Drury’s elementary education was at Newtownbreda Primary School and his secondary education was completed at Annadale Grammar School. He went on to graduate from Queen's University Belfast, QUB, with an Honours degree in Accountancy and Business, before working at Short Brothers and in the National Health Service. Returning to QUB, he graduated with a degree in Theology and became an ordained minister with the Presbyterian Church in Ireland. During this period, Drury was the Minister of May Street Church Belfast and served as a Board Member of Belfast City Centre Management, working with the Chamber of Commerce and Department for Regional Development. After 19 years in ministry, he resigned to become a professional artist in 2009. During this time, Drury combined art with graphic design and book publishing before his 3D modelling style became successful and he was able to work full-time as an artist.

The majority of Drury’s art is created at his gallery and studio (open to the public) on the Belmont Road in East Belfast.

Controversy 

Drury went professional as an artist in 2009. His early works were mainly oil on canvas and some featured controversial subjects, or included political and religious satire, often gaining much criticism.

One portrait showed DUP politician, Iris Robinson, wife of former First Minister of Northern Ireland in a 'Marilyn Monroe pose'. Another depicted Rev Dr Ian Paisley (also DUP) wearing an Irish Tricolour tie, alongside his opposite number, Sinn Féin's Martin McGuinness, in a Union Flag tie (an image seen as offensive by some from both political allegiances).

In 2010 Drury exhibited an oil painting in the Marketplace Theatre and Arts Centre in Armagh which alluded to the child abuse scandal in the Roman Catholic Church. It pictured Cardinal Sean Brady, head of the Catholic Church in Ireland, who was involved in an alleged cover-up, wearing a baby’s dummy (pacifier) instead of a crucifix. There were calls for the portrait to be removed from public display. Defending his work, Drury told the press that although people could choose to take offence, the painting could be viewed in a variety of ways.

Emerging style 

After the controversy, Drury moved away from oil on canvas and created a new style of artworks using 3D modelling. He used this technique to produce urban landscapes and cityscapes, featuring well-known local landmarks combined with elements of humor and political satire. Each picture can take up to three months to complete due to the complex modelling process and the high levels of detail included. Most of the scenes include a red telephone box, a red postbox and a clock which tells the same time. Drury deliberates for hours on inconsequential details such as a perforated brake disc on a Harley-Davidson motorbike. Many British and international towns and cities are featured in the artworks.

Commissioned artworks 
 
Drury presented an oil painting to Mary McAleese (then President of Ireland) in 2005 at a private dinner at her official state residence Áras an Uachtaráin in Dublin.

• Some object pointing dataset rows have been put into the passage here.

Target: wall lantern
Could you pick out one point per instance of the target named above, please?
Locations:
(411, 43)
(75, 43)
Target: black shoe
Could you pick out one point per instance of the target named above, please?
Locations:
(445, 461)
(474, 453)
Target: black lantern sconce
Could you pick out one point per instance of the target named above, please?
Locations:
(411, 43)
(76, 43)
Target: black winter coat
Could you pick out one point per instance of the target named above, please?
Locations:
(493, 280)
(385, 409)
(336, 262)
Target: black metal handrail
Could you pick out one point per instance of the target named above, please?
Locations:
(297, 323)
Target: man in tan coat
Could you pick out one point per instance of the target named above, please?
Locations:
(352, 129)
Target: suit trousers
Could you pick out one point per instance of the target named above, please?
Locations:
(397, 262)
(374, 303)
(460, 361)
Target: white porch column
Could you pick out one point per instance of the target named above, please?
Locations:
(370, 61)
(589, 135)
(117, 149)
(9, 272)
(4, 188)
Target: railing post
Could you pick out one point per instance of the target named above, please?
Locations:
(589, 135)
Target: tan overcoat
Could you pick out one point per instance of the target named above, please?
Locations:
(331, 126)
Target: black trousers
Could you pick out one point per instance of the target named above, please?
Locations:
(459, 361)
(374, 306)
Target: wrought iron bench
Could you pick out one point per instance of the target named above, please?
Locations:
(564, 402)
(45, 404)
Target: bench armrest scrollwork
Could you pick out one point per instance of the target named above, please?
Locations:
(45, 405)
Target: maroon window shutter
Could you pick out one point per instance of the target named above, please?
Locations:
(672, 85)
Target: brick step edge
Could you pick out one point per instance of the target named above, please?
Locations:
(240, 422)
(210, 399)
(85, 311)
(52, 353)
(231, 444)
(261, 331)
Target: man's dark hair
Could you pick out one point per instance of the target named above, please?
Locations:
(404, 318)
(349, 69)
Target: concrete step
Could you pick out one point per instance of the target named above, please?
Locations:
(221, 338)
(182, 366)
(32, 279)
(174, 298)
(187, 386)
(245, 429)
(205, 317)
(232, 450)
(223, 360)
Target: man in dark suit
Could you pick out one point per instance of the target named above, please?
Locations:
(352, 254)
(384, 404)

In 2007, Drury was commissioned by Irish author and film/documentary-maker, Don Mullan, to paint a portrait of Brazilian footballer Pelé. Drury personally presented the completed oil painting to Pelé at a Pelé Pequeno Principe Research Institute event he was hosting in Dublin.

Drury was commissioned to create a portrait of the newly inaugurated 44th US president Barack Obama in 2009. It was presented to The President’s Club Charitable Trust in Belfast on the day of the US presidential inauguration.
Later that year Drury travelled to Southampton to meet 97 year old Millvina Dean, the youngest passenger and last remaining survivor of the RMS Titanic disaster. He was the last person to officially interview her as she died a few days later.

Drury won an international competition in 2010 to produce a public commission artwork for Belfast City Council. The completed work is a collection of  portraits interpreting the Irish history and heritage of Belfast. The piece’s Irish title is: ‘Ar scath a cheile a mhaireas na daoine’ (‘It is in the shelter of each other that people live’) and featured five prominent Belfast Irish cultural revivalists. This mixed media artwork is on permanent public display as part of the city's art collection at Belfast City Hall.

The National Trust commissioned Drury to create an artwork to promote and celebrate a Van Morrison music festival at the Castle Ward Estate in 2013.

The artwork, Holywood Boulevard appeared in the BBC drama The Fall. Drury’s prints have also featured as part of a backdrop in a scene in the BBC crime series Line of Duty in 2019. In 2021, his ‘Rainfall Series’, oil on canvas artworks depicting iconic Belfast buildings, featured in the ITV production ‘Marcella’ with Anna Friel.

In 2016, the limited edition print London Way was presented to HRH Princess Anne at a reception in Buckingham Palace.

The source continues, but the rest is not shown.